Met zijn grijze haren en eendjessokken was Jos op een donderdagmiddag in maart rechtstreeks vanuit de universiteit naar de basisschool gewandeld om daar zijn eerste les te geven. Hij was die ochtend met pensioen gegaan en stond nu – voor het eerst sinds veertig jaar – onzeker voor de klas.
Jos begon zijn onderzoeksles aan groep 7 met de vraag welke zintuigen er zijn. Na enige stilte en aanmoediging noemden de kinderen braaf vijf zintuigen op. ‘We vergeten er nog één,’ zei Jos, ‘de fantasie!’ Hij noemde het zijn zesde zintuig.
‘Maar die klopt toch niet?’ vroeg Emilio. ‘Mijn vader vindt altijd dat ik te veel verzin.’
Jos schudde zijn hoofd: ‘Fantasie is heel belangrijk, omdat die de oprechte vragen kan stellen.’
Om dat te illustreerde haalde Jos een walvis uit zijn tas.
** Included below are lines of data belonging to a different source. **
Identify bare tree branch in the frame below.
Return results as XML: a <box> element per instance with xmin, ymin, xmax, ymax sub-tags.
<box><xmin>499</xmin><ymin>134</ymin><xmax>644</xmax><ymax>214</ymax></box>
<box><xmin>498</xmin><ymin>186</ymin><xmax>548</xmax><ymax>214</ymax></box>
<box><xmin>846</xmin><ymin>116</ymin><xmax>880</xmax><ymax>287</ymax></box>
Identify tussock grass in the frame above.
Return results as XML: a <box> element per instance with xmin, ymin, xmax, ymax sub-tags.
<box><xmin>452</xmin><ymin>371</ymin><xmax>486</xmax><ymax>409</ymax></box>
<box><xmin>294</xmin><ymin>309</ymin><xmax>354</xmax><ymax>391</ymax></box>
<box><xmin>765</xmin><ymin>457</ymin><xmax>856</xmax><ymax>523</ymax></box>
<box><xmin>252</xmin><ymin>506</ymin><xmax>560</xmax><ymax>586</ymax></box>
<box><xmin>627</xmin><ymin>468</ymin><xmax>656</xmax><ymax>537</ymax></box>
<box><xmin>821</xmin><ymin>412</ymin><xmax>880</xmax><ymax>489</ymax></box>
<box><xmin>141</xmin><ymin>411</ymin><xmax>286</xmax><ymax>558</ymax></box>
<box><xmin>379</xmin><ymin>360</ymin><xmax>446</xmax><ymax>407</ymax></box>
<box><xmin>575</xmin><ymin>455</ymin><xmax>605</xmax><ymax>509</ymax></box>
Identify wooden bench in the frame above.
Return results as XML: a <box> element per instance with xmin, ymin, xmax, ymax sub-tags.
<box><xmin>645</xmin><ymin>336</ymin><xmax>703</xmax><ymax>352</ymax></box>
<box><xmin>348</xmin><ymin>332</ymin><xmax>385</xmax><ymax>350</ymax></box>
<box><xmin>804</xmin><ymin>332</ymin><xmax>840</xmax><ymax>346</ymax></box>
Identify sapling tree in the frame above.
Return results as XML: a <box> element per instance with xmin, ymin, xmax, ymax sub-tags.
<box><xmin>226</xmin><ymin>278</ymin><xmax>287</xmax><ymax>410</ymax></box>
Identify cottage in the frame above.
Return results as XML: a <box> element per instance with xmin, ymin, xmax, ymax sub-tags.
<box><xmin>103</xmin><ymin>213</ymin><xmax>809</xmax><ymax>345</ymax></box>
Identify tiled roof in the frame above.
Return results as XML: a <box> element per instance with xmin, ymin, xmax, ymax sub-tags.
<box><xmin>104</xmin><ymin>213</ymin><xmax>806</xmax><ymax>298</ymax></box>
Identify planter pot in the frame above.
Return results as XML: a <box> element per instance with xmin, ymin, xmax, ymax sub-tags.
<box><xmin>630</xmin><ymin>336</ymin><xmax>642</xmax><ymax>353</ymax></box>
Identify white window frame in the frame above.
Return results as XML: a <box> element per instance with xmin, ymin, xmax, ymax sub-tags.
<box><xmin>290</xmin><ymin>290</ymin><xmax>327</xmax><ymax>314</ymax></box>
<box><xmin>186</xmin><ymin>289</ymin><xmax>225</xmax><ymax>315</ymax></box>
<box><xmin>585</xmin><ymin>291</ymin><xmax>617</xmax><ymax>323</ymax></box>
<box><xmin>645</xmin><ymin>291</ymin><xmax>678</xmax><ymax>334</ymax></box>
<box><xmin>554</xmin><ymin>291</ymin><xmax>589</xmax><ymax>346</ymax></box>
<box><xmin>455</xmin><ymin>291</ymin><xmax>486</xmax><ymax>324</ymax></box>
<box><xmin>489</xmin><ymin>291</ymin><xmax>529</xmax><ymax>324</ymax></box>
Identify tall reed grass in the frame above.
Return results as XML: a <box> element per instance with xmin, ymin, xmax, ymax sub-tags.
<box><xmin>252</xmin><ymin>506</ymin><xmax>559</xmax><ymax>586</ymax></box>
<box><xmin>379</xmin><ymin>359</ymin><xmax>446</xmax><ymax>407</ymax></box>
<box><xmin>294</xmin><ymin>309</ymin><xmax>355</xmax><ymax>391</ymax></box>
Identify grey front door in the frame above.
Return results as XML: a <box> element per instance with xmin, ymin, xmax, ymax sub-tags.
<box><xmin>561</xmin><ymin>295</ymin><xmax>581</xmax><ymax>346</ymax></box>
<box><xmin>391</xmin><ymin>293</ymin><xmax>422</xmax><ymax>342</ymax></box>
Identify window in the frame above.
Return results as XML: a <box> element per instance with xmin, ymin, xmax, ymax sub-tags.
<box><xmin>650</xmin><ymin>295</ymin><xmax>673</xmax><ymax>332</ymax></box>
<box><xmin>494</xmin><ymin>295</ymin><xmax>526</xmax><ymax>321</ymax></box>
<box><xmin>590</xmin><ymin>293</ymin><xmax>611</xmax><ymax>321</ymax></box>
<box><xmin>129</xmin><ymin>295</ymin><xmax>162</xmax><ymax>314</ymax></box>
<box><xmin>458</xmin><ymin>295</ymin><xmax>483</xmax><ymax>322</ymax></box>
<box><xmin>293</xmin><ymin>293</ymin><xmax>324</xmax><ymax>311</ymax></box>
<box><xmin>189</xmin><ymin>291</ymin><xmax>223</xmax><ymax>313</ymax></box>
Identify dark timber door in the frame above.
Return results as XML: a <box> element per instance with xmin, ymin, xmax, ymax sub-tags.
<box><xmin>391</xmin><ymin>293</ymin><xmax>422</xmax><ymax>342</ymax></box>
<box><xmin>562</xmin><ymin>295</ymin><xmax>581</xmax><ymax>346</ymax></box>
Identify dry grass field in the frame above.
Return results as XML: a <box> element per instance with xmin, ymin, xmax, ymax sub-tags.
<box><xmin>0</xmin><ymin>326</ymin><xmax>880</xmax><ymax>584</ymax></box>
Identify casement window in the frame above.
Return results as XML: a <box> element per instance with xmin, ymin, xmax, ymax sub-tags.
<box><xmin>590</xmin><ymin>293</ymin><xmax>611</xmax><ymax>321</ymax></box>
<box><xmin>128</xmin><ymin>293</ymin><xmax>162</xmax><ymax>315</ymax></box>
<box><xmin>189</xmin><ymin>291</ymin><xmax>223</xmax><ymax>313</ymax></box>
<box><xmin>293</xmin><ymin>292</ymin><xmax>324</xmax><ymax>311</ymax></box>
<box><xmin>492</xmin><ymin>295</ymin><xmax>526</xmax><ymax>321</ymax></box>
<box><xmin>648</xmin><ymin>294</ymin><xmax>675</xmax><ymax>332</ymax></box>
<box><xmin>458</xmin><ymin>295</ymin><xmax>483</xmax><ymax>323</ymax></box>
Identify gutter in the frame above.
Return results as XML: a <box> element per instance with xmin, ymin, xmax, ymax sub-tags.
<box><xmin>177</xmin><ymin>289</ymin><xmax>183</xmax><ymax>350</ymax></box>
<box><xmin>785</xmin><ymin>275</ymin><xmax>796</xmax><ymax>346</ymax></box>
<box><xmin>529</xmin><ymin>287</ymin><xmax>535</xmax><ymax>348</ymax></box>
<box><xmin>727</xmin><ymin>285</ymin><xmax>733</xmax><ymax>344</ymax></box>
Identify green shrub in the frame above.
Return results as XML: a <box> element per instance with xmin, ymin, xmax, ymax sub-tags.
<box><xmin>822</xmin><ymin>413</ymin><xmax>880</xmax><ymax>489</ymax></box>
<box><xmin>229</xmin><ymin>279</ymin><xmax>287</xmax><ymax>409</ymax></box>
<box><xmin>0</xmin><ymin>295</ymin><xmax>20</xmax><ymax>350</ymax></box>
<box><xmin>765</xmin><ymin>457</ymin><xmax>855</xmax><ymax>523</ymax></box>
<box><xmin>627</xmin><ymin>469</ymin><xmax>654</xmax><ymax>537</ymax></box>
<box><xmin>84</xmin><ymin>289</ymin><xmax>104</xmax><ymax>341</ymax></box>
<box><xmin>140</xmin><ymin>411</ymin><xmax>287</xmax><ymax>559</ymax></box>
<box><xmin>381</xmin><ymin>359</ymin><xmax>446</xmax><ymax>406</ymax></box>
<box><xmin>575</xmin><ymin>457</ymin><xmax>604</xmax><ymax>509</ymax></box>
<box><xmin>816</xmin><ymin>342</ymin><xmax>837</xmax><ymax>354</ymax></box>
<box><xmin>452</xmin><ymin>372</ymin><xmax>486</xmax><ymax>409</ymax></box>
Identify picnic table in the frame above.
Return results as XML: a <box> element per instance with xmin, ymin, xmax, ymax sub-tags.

Het was geen echte walvis, maar de leerlingen gaven de meegebrachte wervelkolom een naam – Walter Walvis – en keken, luisterden, voelden en roken nieuwsgierig aan het stuk bot.
‘Moeten we dan ook proeven?’ vroeg Kars. De klas lachte.
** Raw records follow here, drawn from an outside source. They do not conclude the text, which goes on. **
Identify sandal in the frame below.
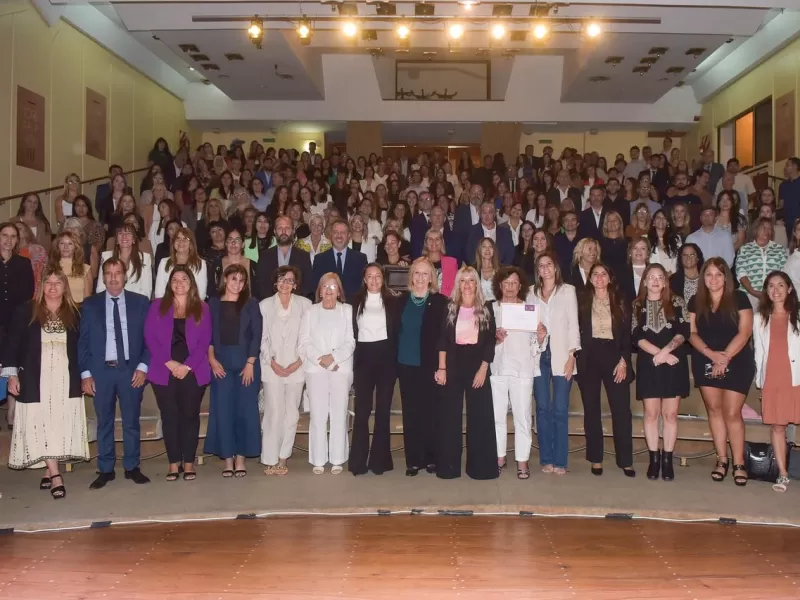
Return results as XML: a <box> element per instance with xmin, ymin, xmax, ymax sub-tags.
<box><xmin>50</xmin><ymin>473</ymin><xmax>67</xmax><ymax>500</ymax></box>
<box><xmin>772</xmin><ymin>475</ymin><xmax>789</xmax><ymax>492</ymax></box>
<box><xmin>733</xmin><ymin>465</ymin><xmax>749</xmax><ymax>487</ymax></box>
<box><xmin>711</xmin><ymin>456</ymin><xmax>730</xmax><ymax>481</ymax></box>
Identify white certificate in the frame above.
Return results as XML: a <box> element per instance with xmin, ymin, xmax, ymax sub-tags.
<box><xmin>500</xmin><ymin>303</ymin><xmax>539</xmax><ymax>333</ymax></box>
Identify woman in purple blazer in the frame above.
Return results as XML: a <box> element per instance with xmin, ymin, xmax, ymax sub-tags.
<box><xmin>144</xmin><ymin>265</ymin><xmax>211</xmax><ymax>481</ymax></box>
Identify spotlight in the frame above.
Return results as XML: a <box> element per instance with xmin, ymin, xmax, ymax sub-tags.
<box><xmin>492</xmin><ymin>23</ymin><xmax>506</xmax><ymax>40</ymax></box>
<box><xmin>342</xmin><ymin>21</ymin><xmax>358</xmax><ymax>38</ymax></box>
<box><xmin>586</xmin><ymin>21</ymin><xmax>603</xmax><ymax>38</ymax></box>
<box><xmin>533</xmin><ymin>23</ymin><xmax>550</xmax><ymax>40</ymax></box>
<box><xmin>447</xmin><ymin>23</ymin><xmax>464</xmax><ymax>40</ymax></box>
<box><xmin>247</xmin><ymin>15</ymin><xmax>264</xmax><ymax>50</ymax></box>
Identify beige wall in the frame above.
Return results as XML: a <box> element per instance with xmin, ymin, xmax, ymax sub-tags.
<box><xmin>685</xmin><ymin>40</ymin><xmax>800</xmax><ymax>176</ymax></box>
<box><xmin>519</xmin><ymin>131</ymin><xmax>681</xmax><ymax>161</ymax></box>
<box><xmin>0</xmin><ymin>0</ymin><xmax>186</xmax><ymax>218</ymax></box>
<box><xmin>200</xmin><ymin>131</ymin><xmax>325</xmax><ymax>153</ymax></box>
<box><xmin>344</xmin><ymin>121</ymin><xmax>383</xmax><ymax>157</ymax></box>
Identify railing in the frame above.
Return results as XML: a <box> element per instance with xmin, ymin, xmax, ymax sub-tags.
<box><xmin>0</xmin><ymin>167</ymin><xmax>150</xmax><ymax>206</ymax></box>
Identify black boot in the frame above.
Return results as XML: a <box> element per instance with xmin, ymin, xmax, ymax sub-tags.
<box><xmin>661</xmin><ymin>450</ymin><xmax>675</xmax><ymax>481</ymax></box>
<box><xmin>647</xmin><ymin>450</ymin><xmax>661</xmax><ymax>479</ymax></box>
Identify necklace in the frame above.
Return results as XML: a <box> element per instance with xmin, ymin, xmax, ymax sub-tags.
<box><xmin>411</xmin><ymin>292</ymin><xmax>430</xmax><ymax>306</ymax></box>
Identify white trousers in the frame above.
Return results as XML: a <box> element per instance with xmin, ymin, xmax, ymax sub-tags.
<box><xmin>306</xmin><ymin>371</ymin><xmax>353</xmax><ymax>467</ymax></box>
<box><xmin>489</xmin><ymin>375</ymin><xmax>533</xmax><ymax>462</ymax></box>
<box><xmin>261</xmin><ymin>380</ymin><xmax>303</xmax><ymax>465</ymax></box>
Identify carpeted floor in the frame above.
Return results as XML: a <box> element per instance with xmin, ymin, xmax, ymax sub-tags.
<box><xmin>0</xmin><ymin>452</ymin><xmax>800</xmax><ymax>529</ymax></box>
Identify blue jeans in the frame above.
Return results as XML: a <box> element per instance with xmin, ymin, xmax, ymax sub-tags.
<box><xmin>533</xmin><ymin>344</ymin><xmax>572</xmax><ymax>469</ymax></box>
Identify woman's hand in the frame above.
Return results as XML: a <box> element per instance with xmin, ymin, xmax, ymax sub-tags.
<box><xmin>564</xmin><ymin>354</ymin><xmax>575</xmax><ymax>381</ymax></box>
<box><xmin>208</xmin><ymin>358</ymin><xmax>225</xmax><ymax>379</ymax></box>
<box><xmin>472</xmin><ymin>363</ymin><xmax>489</xmax><ymax>390</ymax></box>
<box><xmin>536</xmin><ymin>321</ymin><xmax>547</xmax><ymax>346</ymax></box>
<box><xmin>614</xmin><ymin>358</ymin><xmax>628</xmax><ymax>383</ymax></box>
<box><xmin>8</xmin><ymin>375</ymin><xmax>19</xmax><ymax>396</ymax></box>
<box><xmin>239</xmin><ymin>363</ymin><xmax>254</xmax><ymax>386</ymax></box>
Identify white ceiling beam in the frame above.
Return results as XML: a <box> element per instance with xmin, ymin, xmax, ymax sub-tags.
<box><xmin>692</xmin><ymin>11</ymin><xmax>800</xmax><ymax>103</ymax></box>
‘Je kan een skelet niet eten, maar wel onderzoeken met je tong.’ Jos had niets te verliezen, stak zijn tong uit en likte aan het skelet. ‘Een beetje droogjes, maar zo glad als een lolly,’ zei hij. De klas moest lachen, opnieuw, nu omdat het ijs gebroken was.
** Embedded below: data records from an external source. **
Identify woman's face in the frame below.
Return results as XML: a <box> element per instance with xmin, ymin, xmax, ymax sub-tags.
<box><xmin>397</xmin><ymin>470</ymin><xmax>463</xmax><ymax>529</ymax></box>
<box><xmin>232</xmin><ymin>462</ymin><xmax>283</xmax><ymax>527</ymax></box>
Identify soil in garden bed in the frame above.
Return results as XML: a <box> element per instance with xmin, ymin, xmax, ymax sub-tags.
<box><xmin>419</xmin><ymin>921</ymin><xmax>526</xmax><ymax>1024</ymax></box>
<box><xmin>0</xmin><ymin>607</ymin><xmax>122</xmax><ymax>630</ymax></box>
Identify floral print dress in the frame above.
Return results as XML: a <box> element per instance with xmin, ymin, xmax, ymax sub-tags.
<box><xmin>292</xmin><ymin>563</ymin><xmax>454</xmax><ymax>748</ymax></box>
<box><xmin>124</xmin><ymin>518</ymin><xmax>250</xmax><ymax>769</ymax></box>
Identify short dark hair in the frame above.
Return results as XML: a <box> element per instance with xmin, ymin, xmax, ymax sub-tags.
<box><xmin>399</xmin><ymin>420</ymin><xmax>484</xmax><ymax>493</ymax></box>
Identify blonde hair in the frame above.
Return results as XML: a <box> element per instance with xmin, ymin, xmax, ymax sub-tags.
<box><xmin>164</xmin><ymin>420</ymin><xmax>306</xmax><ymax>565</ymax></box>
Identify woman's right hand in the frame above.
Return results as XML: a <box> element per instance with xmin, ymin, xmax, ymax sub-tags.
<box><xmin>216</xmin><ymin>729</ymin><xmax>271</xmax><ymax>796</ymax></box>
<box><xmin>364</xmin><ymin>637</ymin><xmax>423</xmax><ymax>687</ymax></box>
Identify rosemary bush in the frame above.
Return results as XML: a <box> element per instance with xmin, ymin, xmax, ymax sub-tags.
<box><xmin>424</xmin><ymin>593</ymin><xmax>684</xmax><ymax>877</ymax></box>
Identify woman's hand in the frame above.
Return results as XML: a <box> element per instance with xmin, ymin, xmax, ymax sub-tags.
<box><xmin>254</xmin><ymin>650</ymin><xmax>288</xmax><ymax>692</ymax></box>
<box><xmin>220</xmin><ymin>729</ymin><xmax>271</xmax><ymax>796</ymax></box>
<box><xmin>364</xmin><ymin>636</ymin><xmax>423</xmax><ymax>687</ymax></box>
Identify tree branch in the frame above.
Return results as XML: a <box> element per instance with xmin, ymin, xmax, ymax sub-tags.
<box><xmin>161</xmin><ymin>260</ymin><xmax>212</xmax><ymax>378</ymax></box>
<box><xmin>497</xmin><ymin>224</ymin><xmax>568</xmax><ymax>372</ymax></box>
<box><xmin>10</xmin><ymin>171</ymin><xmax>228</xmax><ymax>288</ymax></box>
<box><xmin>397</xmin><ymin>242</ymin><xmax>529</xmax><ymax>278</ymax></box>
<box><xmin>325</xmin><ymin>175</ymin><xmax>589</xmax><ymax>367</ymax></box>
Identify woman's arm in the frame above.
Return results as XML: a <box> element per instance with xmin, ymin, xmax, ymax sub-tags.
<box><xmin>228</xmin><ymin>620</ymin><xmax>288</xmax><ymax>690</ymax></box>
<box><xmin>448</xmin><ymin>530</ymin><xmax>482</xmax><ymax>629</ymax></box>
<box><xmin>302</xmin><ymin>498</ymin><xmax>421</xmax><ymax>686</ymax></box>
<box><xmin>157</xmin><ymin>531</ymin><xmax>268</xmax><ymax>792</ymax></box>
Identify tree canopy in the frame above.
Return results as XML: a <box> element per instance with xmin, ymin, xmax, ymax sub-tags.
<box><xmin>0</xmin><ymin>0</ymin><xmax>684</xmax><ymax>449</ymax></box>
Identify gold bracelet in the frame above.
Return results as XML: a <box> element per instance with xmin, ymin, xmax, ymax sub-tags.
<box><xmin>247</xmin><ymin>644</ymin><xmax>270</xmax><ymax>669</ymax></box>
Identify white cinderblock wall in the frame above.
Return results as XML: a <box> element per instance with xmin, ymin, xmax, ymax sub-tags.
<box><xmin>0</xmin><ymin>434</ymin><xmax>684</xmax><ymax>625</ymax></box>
Jos glunderde met elke vraag over baleinwalvissen, kalveren en de onderwaterwereld die werd gesteld ietsje meer. De leerlingen namen niet makkelijk iets van hem aan, een totaal andere houding dan Jos gewend was van onderzoekers en studenten die hem hoogstpersoonlijk wilden spreken, nadat ze al zijn onderzoekspublicaties uitvoerig hadden bestudeerd.
Kritische vragen stelden de kinderen net zo goed. En meester Jos was er goed in om in mogelijkheden te denken. Zo was Marah vastgegroeid aan haar telefoon en in plaats van die het lokaal uit te bannen, bedacht Jos dat zij de camera kon gebruiken om foto’s van Walter Walvis te maken – uit verschillende hoeken, omdat dat tot nieuwe inzichten en perspectieven kan leiden. En het petje van Per ging het lokaal rond voor een rollenspel met een kritische journalist, wantrouwende boomer en enthousiaste influencer die vragen stelden. Voor hij het wist zaten alle leerlingen constant met hun vinger in de lucht, alsof er in hun armen een ijzerdraadje zat als in de vlechten van Pipi Langkous; nooit zakten ze in, niet totdat de laatste vraag beantwoord was.
Die avond hoorde Emilio’s vader voor de zoveelste keer hoe fantastisch meester Jos is – ‘Omdat we niet stil hoeven zitten!’ zei Emilio. Hun vader belde de volgende dag naar school om te vragen of Jos beschikbaar was voor een oudergesprek. Het antwoord: ‘Die dagelijkse rompslomp doe ik niet meer, ik kom alleen voor de verwondering.’
Misschien gelooft Emilio’s vader pas écht dat het bestaat als meester Jos in de krant komt, en hij met zijn eigen ogen leest over een meester die in zijn leerlingen gelooft, een meester om van te dromen.